Fransız yazar Emile Zola’nın “Meyhane” adlı romanında, işçi mahallesinde yaşayan ve ilk eşi tarafından iki çocuğu ile birlikte terk edilen Jervez, tekrar evlenme teklifi aldığı çinko işçisiyle konuşurken, mutluluğun ve güvenli bir hayatın hayalini kurmaktadır.
Jervez’in hayallerini okuduğumuzda, insanların kurabilecekleri hayallerin, doğdukları sınıfın koşullarıyla belirlendiğini görürüz. İşçi sınıfının kurduğu hayaller, aynı zamanda korkularını da ifade eder.
Çamaşırcı Jervez, ilk eşinden her akşam dayak yer. İşçi mahallesindeki evleri diğer herkesinki gibi oldukça eskidir. Küçük yaşta çalışmaya başlamıştır fakat yaşlılığında ailesiyle birlikte başını sokacağı temizce bir kovuk bulması garanti değildir.
Bu sebeple Jervez’in en büyük ideali, dayak yememek ve rahat döşeğinde ölmektir. Romanın sonunda, Jervez için kurduğu hayaller ne yazık ki gerçekleşmez. Çünkü hayatta mutlu sonlar olsa da işçi sınıfı için bu pek de kolay erişebileceği bir hayal değildir.
Kendine ait bir evi olmayan insan, evi olmasını hayal eder. Büyük apartmanların olduğu bir sitenin sahibi ise, doğduğu sınıf itibariyle, zaten bu hayale sahip olarak dünyaya gelmiştir.

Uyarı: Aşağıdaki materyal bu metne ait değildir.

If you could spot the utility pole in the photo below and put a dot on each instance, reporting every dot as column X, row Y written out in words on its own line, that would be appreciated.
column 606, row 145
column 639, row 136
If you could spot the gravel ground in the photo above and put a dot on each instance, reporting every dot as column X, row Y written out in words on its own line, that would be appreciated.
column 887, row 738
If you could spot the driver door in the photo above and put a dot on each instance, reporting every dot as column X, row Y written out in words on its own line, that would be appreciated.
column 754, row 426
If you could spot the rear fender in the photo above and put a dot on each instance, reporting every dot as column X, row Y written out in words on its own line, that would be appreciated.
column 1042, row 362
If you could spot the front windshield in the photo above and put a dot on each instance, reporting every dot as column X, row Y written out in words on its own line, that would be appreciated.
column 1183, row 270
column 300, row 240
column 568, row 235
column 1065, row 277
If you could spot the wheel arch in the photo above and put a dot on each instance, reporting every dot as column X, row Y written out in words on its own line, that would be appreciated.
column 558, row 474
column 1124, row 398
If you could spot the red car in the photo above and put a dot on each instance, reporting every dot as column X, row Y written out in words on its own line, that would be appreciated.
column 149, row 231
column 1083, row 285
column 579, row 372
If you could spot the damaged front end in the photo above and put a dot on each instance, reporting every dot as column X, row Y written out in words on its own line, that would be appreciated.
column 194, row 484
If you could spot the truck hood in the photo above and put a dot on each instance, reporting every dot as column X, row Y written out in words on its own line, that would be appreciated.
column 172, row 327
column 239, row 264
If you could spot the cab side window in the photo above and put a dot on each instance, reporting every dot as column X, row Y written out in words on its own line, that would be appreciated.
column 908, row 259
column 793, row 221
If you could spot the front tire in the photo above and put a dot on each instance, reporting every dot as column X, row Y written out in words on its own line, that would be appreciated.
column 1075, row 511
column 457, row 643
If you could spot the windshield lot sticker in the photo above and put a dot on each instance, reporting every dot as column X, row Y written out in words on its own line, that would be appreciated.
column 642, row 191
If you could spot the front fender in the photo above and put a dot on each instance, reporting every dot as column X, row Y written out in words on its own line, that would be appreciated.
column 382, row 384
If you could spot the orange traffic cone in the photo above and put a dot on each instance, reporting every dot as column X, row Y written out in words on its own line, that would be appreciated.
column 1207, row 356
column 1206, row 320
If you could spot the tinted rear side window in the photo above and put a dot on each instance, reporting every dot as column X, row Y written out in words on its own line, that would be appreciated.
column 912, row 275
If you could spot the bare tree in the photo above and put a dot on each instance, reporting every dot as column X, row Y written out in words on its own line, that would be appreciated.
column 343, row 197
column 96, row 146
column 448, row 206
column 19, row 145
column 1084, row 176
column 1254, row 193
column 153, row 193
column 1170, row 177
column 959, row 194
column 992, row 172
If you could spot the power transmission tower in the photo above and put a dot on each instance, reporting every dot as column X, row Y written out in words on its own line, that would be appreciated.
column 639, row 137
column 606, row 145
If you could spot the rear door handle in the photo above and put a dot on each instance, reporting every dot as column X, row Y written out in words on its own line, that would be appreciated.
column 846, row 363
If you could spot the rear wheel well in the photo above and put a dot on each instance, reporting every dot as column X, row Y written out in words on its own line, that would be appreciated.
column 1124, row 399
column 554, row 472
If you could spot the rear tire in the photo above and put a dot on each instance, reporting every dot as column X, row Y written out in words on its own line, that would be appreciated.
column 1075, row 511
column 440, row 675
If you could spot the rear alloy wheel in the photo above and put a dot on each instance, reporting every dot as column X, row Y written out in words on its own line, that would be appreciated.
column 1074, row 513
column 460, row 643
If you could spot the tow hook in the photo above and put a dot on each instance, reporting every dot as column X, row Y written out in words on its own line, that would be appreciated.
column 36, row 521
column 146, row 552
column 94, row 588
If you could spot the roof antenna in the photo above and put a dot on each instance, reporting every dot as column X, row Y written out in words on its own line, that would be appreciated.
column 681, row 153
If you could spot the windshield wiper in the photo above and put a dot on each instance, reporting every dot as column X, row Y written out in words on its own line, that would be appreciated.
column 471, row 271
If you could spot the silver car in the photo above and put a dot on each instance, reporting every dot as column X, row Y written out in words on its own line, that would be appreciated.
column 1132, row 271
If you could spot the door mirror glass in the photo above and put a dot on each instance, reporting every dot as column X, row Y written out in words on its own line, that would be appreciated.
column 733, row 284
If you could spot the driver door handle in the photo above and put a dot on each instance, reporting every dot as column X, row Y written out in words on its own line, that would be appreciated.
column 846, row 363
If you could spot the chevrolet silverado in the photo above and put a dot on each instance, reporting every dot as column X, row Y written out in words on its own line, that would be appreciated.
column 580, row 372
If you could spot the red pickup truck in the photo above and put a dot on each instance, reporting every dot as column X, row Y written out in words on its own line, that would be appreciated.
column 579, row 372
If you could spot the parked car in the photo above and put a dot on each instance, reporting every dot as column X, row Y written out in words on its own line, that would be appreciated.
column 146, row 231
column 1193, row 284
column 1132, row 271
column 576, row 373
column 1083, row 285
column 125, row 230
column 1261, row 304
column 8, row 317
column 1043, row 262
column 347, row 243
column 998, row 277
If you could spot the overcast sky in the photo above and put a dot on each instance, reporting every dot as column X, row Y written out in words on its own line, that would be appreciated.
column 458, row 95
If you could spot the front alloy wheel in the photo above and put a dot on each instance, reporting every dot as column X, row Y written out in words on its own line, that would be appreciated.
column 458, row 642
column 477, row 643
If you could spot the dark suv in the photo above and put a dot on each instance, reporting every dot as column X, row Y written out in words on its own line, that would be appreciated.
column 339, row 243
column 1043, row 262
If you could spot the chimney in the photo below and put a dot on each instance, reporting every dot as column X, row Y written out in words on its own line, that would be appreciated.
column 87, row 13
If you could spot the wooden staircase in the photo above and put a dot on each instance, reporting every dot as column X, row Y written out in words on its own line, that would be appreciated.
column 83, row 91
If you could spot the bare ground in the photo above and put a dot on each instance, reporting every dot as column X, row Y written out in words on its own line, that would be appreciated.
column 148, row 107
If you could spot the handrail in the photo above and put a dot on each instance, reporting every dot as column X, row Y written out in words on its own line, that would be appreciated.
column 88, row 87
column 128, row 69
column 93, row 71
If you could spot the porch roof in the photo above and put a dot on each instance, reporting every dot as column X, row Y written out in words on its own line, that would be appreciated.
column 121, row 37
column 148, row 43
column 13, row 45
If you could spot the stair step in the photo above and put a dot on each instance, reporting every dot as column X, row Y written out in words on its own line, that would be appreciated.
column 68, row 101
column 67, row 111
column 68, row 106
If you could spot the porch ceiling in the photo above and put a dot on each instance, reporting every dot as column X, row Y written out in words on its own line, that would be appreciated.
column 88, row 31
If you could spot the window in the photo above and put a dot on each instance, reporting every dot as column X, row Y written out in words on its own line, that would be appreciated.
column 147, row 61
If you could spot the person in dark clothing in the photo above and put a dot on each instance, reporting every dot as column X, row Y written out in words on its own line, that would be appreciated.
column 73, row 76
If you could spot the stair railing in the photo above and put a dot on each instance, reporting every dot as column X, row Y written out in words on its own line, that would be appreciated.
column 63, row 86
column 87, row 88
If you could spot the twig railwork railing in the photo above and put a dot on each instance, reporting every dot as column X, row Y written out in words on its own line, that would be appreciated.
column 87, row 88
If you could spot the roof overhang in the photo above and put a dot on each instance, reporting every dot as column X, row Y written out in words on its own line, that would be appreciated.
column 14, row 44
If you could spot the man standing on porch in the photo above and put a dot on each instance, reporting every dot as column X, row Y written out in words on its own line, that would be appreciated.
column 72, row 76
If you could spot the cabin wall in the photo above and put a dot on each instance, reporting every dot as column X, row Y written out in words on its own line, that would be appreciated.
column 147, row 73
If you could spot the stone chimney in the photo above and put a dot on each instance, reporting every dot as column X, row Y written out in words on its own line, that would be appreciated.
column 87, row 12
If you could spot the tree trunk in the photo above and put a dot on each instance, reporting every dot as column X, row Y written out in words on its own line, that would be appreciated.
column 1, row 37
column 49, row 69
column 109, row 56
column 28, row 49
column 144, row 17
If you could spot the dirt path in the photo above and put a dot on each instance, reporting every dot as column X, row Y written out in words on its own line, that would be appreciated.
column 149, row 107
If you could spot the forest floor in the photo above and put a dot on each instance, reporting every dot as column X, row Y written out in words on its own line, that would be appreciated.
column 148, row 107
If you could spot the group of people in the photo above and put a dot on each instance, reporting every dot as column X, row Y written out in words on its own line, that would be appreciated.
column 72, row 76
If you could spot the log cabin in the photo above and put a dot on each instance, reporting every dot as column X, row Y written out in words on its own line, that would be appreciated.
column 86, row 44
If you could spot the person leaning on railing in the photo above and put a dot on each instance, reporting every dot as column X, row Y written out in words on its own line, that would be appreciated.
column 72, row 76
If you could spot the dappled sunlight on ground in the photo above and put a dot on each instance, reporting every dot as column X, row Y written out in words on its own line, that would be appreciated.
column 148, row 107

Dayak yememeyi düşlemek, alt sınıf veya üst sınıf bir kadın için mümkün olabilir. Fakat bu, şiddetin çıkış noktasının ekonomik nedenler olduğu gerçeğini değiştirmez. Yoksul bir kadın, şiddet gördüğü evi terk etmeyi hayal dahi edemez. Çünkü bunun için ekonomik özgürlüğü yoktur ve bir seçeneği olduğunu düşünmez. Dileyebileceği tek şey morarmamış bir göz ile kırılmamış bir kaburgadır.
Dünya nüfusu, küçük zengin azınlık haricinde, bir eve bile sahip olmadan, hatta ölürken “temiz bir döşek”te bile yatamadan hayatını kaybediyor. Katliam dediğimiz şey, aslında budur. Alıştığınız yaşam, aslında zenginlerin size dayattığı yaşamdır. Herkesin evinin olabileceği, hiçbir kadının ve çocuğun aç kalmadan uyuyacağı bir dünya düzeni mümkündür. Kapitalizm ise adil bir dünya düzeninin tam tersidir. Kapitalizm insanlığa karşı işlenen bir suçtur.
Proletaryayı sömürerek zenginleşen burjuvalar da bu suçun failidirler. Bu nedenle, bize karşı işlenen bir suçun bir bedeli olmasını nasıl istiyorsak, günü geldiğinde mağdur olan çoğunluk, fail olan zengin azınlıktan hesap sormalıdır. O gün gelmedikçe dünyada adaletten bahsedilemez. Jervez, belki özgürlüğe kavuşmayı hayal edemez ama, her sabah yaşadığı hayata lanet okuyarak kalkan bir kadın işçi olarak, sırtına binmiş olan sömürü düzeninin yerle bir olmasını hayal edebilir ve hayal edenler örgütlenebilirler. İşte o zaman yıkıntılardan güneş doğar.